Sophie Warburton, stylist and shopping editor at the Daily Telegraph, on relaunching the fashion website, the mix of high end and high street content and why PRs need to place the reader at the heart of their pitch.
You’ve been stylist and shopping editor for the Daily Telegraph for nearly a year – tell us about your role and what you cover.
The role is incredibly diverse; covering both menswear and womenswear (and a bit of beauty) for online, the newspaper, Telegraph Magazine, Stella and supplements. It is a mixture of sourcing product to illustrate fashion features, compiling retail pages and shooting main fashion.
How closely do you work with the rest of the fashion team? How many people are on the team?
The team works very closely together and collaboration is much encouraged at The Telegraph, be it bouncing ideas off one another or a writer and stylist teaming up for a specific feature. We are a big fashion and beauty team working across many platforms; around 15 in total.
The Telegraph fashion website has just been relaunched with a new look – what has changed?
The new site is, hopefully, far more user friendly. It still contains large amounts of well thought out, well presented content, with a balance between breaking-news stories, longer length reads and product. The relaunch has been part of a successful online drive for The Telegraph which saw a new record of 104 million unique monthly visitors in May.
Have changes to online impacted the print fashion content?

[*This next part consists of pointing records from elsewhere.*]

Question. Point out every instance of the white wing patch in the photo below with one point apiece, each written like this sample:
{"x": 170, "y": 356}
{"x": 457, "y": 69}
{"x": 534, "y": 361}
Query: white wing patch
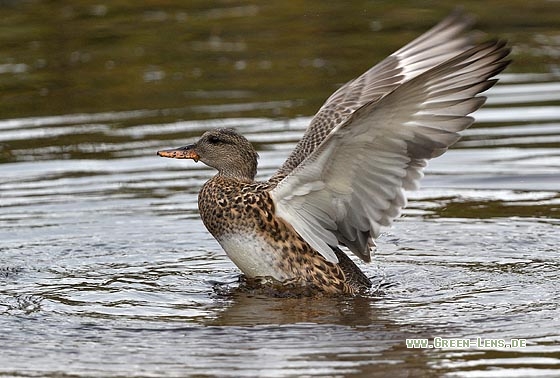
{"x": 353, "y": 183}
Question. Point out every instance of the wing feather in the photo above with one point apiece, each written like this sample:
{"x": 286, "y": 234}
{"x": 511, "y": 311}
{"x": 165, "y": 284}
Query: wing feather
{"x": 354, "y": 182}
{"x": 444, "y": 41}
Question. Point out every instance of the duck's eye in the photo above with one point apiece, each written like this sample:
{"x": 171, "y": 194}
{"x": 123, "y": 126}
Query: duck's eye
{"x": 213, "y": 139}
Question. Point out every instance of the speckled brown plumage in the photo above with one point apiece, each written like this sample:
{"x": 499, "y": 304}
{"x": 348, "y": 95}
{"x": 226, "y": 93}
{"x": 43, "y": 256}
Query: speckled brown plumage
{"x": 346, "y": 178}
{"x": 230, "y": 205}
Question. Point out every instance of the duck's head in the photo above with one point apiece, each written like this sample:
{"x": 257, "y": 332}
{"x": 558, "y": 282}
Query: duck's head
{"x": 224, "y": 149}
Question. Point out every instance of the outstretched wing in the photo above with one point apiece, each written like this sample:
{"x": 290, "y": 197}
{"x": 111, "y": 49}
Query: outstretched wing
{"x": 354, "y": 182}
{"x": 444, "y": 41}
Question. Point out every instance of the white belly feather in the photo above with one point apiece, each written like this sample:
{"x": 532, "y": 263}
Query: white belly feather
{"x": 253, "y": 255}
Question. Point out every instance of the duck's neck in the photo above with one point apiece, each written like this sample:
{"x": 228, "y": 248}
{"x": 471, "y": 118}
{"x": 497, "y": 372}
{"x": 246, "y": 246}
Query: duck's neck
{"x": 241, "y": 171}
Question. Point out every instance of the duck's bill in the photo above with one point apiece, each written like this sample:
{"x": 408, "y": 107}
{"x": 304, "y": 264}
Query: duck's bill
{"x": 186, "y": 152}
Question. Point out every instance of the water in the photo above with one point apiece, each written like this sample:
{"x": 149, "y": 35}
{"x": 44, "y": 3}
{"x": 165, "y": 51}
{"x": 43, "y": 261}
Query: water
{"x": 106, "y": 269}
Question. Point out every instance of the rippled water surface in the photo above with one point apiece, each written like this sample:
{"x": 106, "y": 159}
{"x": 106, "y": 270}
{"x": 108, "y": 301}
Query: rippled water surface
{"x": 107, "y": 271}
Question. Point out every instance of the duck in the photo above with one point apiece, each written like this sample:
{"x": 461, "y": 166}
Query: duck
{"x": 346, "y": 179}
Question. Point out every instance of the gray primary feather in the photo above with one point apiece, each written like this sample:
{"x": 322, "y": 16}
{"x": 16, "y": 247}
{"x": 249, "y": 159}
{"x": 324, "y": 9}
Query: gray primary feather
{"x": 353, "y": 182}
{"x": 445, "y": 40}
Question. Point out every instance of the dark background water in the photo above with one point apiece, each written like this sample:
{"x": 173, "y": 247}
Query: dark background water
{"x": 106, "y": 269}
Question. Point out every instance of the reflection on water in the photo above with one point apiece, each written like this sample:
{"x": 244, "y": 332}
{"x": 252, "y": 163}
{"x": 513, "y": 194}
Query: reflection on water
{"x": 106, "y": 269}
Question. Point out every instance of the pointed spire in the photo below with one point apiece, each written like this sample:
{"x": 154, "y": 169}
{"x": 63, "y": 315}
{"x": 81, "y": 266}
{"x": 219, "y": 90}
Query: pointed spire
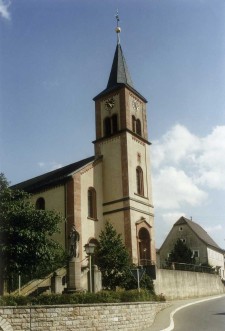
{"x": 119, "y": 72}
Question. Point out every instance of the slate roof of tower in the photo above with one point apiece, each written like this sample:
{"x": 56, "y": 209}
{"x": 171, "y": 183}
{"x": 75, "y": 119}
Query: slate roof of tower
{"x": 52, "y": 178}
{"x": 119, "y": 71}
{"x": 199, "y": 231}
{"x": 119, "y": 75}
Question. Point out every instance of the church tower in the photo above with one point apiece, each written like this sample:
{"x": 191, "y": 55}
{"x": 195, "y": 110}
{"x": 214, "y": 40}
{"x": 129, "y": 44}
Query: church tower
{"x": 122, "y": 141}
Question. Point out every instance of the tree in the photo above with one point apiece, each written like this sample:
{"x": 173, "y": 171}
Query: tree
{"x": 181, "y": 253}
{"x": 112, "y": 258}
{"x": 26, "y": 243}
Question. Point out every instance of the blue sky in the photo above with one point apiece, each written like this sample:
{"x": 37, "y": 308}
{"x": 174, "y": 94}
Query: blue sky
{"x": 56, "y": 56}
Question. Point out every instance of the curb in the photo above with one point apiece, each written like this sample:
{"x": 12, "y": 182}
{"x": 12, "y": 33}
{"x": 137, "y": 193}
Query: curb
{"x": 171, "y": 326}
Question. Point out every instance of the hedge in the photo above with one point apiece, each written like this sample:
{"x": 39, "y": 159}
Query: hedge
{"x": 81, "y": 298}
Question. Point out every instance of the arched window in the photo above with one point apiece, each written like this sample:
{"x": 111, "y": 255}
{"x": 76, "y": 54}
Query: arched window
{"x": 92, "y": 210}
{"x": 133, "y": 123}
{"x": 138, "y": 127}
{"x": 110, "y": 125}
{"x": 107, "y": 126}
{"x": 40, "y": 204}
{"x": 114, "y": 123}
{"x": 95, "y": 256}
{"x": 144, "y": 247}
{"x": 139, "y": 178}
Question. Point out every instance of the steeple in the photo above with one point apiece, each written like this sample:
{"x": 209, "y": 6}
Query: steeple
{"x": 119, "y": 72}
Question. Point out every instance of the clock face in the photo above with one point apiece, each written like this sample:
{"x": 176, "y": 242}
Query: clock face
{"x": 135, "y": 105}
{"x": 109, "y": 104}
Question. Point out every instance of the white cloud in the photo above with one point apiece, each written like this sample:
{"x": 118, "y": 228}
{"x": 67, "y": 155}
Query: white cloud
{"x": 173, "y": 188}
{"x": 202, "y": 159}
{"x": 213, "y": 229}
{"x": 187, "y": 170}
{"x": 174, "y": 146}
{"x": 49, "y": 166}
{"x": 171, "y": 217}
{"x": 4, "y": 12}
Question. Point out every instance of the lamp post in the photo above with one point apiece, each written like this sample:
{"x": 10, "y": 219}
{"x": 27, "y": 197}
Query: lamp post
{"x": 89, "y": 249}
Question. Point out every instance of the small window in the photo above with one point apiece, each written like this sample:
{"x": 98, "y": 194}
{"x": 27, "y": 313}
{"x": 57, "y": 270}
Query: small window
{"x": 139, "y": 179}
{"x": 138, "y": 127}
{"x": 40, "y": 204}
{"x": 92, "y": 211}
{"x": 195, "y": 253}
{"x": 107, "y": 126}
{"x": 114, "y": 124}
{"x": 133, "y": 124}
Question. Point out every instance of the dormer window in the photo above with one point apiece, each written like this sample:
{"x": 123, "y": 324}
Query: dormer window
{"x": 110, "y": 125}
{"x": 40, "y": 204}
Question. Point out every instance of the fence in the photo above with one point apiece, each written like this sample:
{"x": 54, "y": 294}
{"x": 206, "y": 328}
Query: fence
{"x": 188, "y": 267}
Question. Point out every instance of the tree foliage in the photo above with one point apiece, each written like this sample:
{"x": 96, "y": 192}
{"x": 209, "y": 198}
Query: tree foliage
{"x": 181, "y": 253}
{"x": 26, "y": 244}
{"x": 112, "y": 258}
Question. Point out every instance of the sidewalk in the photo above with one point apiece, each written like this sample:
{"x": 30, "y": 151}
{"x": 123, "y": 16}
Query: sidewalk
{"x": 163, "y": 318}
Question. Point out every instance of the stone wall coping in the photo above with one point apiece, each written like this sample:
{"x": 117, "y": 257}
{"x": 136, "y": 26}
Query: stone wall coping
{"x": 86, "y": 305}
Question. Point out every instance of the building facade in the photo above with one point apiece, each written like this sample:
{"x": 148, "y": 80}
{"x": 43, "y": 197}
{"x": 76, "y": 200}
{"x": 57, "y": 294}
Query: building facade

We have always thought of the two platforms side-by-side. All our content has to work in both formats, and resonate with both readers. One of the great things about online is that we have very clear analytics about reader engagement, and what type of stories they are picking up on. We would be foolish to ignore this when it comes to the print content.
What does The Telegraph reader look for from style and shopping content?

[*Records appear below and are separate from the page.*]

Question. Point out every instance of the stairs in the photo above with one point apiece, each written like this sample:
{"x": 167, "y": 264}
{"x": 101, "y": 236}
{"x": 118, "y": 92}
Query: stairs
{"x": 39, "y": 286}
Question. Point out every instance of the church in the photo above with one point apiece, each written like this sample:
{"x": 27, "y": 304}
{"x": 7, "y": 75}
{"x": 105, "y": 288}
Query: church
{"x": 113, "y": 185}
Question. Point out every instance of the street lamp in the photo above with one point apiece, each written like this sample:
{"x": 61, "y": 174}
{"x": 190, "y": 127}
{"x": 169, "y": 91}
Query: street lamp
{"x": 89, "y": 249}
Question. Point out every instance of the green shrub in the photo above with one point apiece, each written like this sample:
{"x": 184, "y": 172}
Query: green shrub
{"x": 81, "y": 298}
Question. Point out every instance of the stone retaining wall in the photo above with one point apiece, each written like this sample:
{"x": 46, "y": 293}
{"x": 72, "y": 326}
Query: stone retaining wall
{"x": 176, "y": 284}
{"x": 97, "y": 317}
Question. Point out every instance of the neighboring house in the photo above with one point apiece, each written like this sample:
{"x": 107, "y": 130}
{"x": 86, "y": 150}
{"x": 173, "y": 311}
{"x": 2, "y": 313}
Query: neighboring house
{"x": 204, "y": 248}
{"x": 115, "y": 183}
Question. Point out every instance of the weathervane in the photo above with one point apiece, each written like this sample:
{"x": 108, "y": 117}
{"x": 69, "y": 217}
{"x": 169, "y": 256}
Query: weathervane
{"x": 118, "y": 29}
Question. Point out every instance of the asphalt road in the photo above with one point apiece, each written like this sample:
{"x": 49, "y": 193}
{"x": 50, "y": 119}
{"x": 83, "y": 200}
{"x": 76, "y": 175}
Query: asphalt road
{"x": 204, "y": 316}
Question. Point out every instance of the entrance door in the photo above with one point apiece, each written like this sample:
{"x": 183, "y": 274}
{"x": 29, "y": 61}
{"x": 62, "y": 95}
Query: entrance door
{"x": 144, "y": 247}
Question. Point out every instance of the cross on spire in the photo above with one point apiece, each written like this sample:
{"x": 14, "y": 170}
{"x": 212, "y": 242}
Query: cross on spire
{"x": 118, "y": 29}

They are not afraid of spending money, but want something that will last them more than just the season. Our readers are happy to shop both the high street and luxury stores, but are ultimately after chic and timeless buys. We are pushing for our male reader to be a little more adventurous!
How much feedback do you get from readers?

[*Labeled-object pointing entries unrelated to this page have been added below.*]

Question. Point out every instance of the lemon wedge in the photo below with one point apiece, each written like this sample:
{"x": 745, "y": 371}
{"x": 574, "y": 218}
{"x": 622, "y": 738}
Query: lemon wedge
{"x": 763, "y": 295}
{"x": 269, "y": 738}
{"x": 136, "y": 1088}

A huge amount from the print readers – they love to write in and share their opinion. We are hoping to encourage greater engagement across Twitter, Instagram and other social platforms. Reader feedback is invaluable.
How would you describe your relationship with PRs?
We try to get out and about to meet with as many PRs as possible, although time is at a premium. Email is the best way to pitch to the team, and we want to be as responsive as possible, giving feedback, be it good or bad (or occasionally ugly).
How best can PRs help with content?
By pitching well considered products and features that are relevant to our reader.
Are you only interested in exclusive content?
Not necessarily, but if it’s not exclusive we need to have a different type of access, different peg, and different imagery.
What should PRs keep in mind when pitching ideas?
The reader (and time constraints).
You also edit a bi-weekly men’s retail column in the paper. Anything PRs can do to help?
The column alternates between shopping pages and news stories. Any interesting new brand, store, or product launches are always much welcomed. It is great if they can share as much information on the initial email as possible, and always include imagery as it is pivotal for the page.
Finally, we understand you have a weakness for unusual jewellery. What is your most recent unusual buy?
A ring, which I love, by the brilliant new London-based jeweller Gee Woods. She’s one to watch.